Expression Patterns of LRR and Ig domain-containing proteins(LRRIg poteins) in the Early Mouse Embryo

Research Project

Project/Area Number	17500234
Research Category	Grant-in-Aid for Scientific Research (C)
Allocation Type	Single-year Grants
Section	一般
Research Field	Nerve anatomy/Neuropathology
Research Institution	Fukushima Medical University
Principal Investigator	HOMMA Shunsaku Fukushima Medical University, Dept. of Anatomy, Lecturer (20261795)
Project Period (FY)	2005 – 2006
Project Status	Completed (Fiscal Year 2006)
Budget Amount *help	¥3,600,000 (Direct Cost: ¥3,600,000) Fiscal Year 2006: ¥1,300,000 (Direct Cost: ¥1,300,000) Fiscal Year 2005: ¥2,300,000 (Direct Cost: ¥2,300,000)

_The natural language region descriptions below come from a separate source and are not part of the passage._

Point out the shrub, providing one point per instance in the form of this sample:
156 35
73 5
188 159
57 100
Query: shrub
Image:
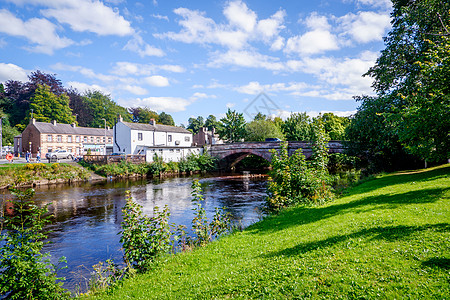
26 273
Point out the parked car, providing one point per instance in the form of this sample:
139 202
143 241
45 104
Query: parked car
59 154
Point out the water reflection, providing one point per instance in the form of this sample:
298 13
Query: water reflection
88 216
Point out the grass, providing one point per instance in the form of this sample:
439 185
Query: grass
386 238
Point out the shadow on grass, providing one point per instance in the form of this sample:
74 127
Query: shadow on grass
404 177
311 214
388 233
437 262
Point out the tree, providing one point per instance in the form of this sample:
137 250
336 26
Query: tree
232 126
411 80
101 106
334 126
47 106
195 124
297 127
165 119
211 122
259 130
143 114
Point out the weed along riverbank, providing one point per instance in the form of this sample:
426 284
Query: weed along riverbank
34 174
387 238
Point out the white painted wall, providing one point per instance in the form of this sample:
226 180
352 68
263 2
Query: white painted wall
171 154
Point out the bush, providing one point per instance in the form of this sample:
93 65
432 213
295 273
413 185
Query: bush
26 273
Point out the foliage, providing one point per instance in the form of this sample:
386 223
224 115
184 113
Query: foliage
386 238
144 238
232 127
101 106
47 106
30 173
411 110
293 180
297 127
26 273
260 129
143 115
165 119
203 230
194 124
212 123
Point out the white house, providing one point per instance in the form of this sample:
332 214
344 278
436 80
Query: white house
169 142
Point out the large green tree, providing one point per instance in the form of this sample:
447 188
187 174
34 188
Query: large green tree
46 106
259 130
297 127
411 110
232 127
101 106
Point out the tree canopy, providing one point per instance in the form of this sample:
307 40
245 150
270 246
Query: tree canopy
411 110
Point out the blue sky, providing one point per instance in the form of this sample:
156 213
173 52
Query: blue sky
191 58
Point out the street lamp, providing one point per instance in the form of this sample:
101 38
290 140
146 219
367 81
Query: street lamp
104 139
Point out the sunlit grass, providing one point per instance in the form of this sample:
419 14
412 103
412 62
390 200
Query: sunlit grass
385 238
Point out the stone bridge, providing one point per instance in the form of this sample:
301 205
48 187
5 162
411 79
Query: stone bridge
230 154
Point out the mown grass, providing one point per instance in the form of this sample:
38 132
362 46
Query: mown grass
387 238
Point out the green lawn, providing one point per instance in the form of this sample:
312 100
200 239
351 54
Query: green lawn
387 238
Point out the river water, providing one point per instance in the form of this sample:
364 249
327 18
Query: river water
88 216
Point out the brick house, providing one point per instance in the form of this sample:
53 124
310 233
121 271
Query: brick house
47 137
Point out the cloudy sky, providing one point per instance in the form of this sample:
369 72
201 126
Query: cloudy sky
191 58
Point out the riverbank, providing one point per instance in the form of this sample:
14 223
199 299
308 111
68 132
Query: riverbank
35 174
386 238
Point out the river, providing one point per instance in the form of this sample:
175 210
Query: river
88 216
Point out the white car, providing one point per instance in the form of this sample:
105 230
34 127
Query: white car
59 154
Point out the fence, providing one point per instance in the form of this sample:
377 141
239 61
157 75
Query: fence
113 159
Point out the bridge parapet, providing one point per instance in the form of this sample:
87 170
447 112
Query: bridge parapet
234 152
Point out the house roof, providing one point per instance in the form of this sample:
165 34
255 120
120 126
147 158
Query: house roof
57 128
157 127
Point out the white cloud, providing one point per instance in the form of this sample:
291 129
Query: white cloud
242 27
160 17
12 72
137 44
254 87
134 89
365 26
86 15
250 59
319 39
85 72
167 104
240 16
198 95
40 32
83 87
127 68
156 80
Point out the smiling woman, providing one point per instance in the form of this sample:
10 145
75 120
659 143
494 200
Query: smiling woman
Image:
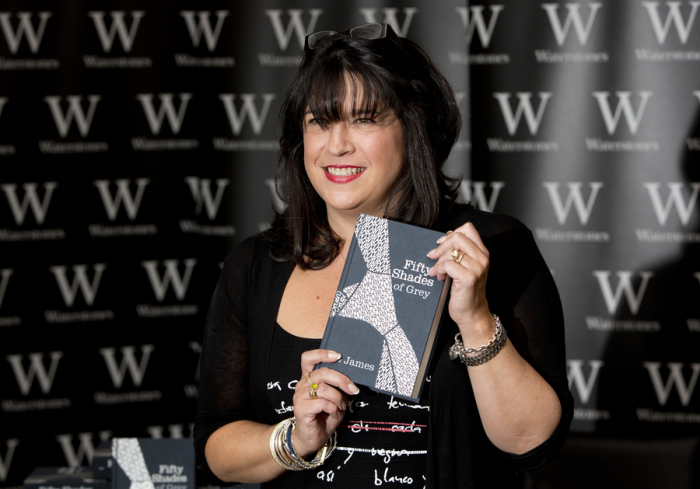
367 125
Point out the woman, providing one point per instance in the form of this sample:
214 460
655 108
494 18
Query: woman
366 127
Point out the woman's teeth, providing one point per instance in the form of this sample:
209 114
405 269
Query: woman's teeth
344 172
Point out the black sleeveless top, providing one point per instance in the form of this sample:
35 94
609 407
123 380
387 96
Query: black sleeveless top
381 440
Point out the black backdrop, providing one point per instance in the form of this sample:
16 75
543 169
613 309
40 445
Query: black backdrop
137 147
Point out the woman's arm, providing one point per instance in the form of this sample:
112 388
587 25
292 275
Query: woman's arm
518 408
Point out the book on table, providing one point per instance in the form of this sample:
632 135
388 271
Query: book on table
387 309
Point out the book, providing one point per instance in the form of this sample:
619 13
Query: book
387 309
64 478
153 463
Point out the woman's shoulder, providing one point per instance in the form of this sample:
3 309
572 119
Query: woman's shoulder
487 223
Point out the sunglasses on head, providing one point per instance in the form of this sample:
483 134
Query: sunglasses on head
374 30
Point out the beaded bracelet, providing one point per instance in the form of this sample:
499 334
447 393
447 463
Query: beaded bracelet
282 448
485 352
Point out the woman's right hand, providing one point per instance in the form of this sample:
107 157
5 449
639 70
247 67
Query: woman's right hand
317 419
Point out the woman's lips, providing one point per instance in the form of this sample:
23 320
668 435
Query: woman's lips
344 174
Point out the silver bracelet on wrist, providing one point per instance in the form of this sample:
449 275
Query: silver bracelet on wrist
485 352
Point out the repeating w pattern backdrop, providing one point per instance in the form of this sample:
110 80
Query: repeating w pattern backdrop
138 144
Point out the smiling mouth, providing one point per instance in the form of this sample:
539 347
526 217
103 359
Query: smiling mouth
344 172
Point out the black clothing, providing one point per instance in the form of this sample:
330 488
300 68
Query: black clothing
520 289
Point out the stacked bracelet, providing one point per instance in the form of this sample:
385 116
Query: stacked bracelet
485 352
282 448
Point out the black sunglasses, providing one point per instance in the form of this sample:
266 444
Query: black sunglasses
374 30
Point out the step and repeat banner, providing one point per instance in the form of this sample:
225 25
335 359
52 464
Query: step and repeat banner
586 125
138 144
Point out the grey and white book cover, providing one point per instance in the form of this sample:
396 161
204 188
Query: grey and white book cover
387 309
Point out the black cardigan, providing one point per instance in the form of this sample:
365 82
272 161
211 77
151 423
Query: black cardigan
520 289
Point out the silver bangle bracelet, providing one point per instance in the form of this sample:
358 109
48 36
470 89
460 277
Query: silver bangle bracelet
485 352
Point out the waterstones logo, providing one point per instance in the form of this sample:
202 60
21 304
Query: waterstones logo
475 193
199 26
391 18
113 203
75 112
69 293
165 112
295 26
82 455
676 378
693 143
20 207
118 374
473 19
161 284
533 120
248 110
205 199
117 29
561 30
633 118
680 17
624 288
562 210
675 200
22 27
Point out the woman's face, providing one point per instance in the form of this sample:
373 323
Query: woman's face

Keywords	leucine-rich repeats / Phvlogenetic analysis / dendrogram / immunoglobulin superfamily / in situ hybridization / adhesion molecule / mouse / embryo / Immunoglobulin / 脊髄神経節 / 一次球心性繊維 / 免疫組織化学 / Ig / 一次球心性線維 / 運動ニューロン / in situ hybridization / 脊髄 / ニワトリ胚
Research Abstract	A novel class of the immunoglobulin superfamily, which has recently been identified, involves a group of proteins that simultaneously possess leucine-rich repeats (LRR) and immunoglobulin-like (Ig) domains in their architecture and are termed the leucine-rich repeats and Ig domain-containing protein family (LRRIG protein family). Given the significant biological roles of this new protein family, we have searched the public database and have obtained a comprehensive list of members of the LRRIG protein family. The list includes 35 human proteins: three Trk neurotrophin receptors, four LINGO, three NGL, three LRIG, two GPCR, five SALM, three AMIGO, three NLRR, three Pal, two ISLR, one peroxidasin homolog, two Adlican, and a yet unnamed protein, AAI11068. Based upon the amino acid sequences, the human LRRIG proteins were subdivided into four subclasses: the LINGO/NGL subclass; the subclass of proteins containing an additional fibronectin (FN) domain; the subclass of proteins with multiple Ig domains; and the AMIGO subclass. We then studied the mRNA expression patterns of mouse homologs of these human proteins in embryonic day 10 (E10) mice. Some molecules in the LINGO/NGL and the FN domain-containing subclasses were expressed exclusively in neuronal tissues and some molecules in the FN domain-containing and the multiple Ig domains-containing subclasses exhibited non-neuronal expression profiles. However, the majority of LRRIG protein family members exhibited broad mRNA tissue-expression profiles. These LRRIG mRNA expression patterns may reflect the composite nature of domain architecture favorable to versatile protein-protein interactions.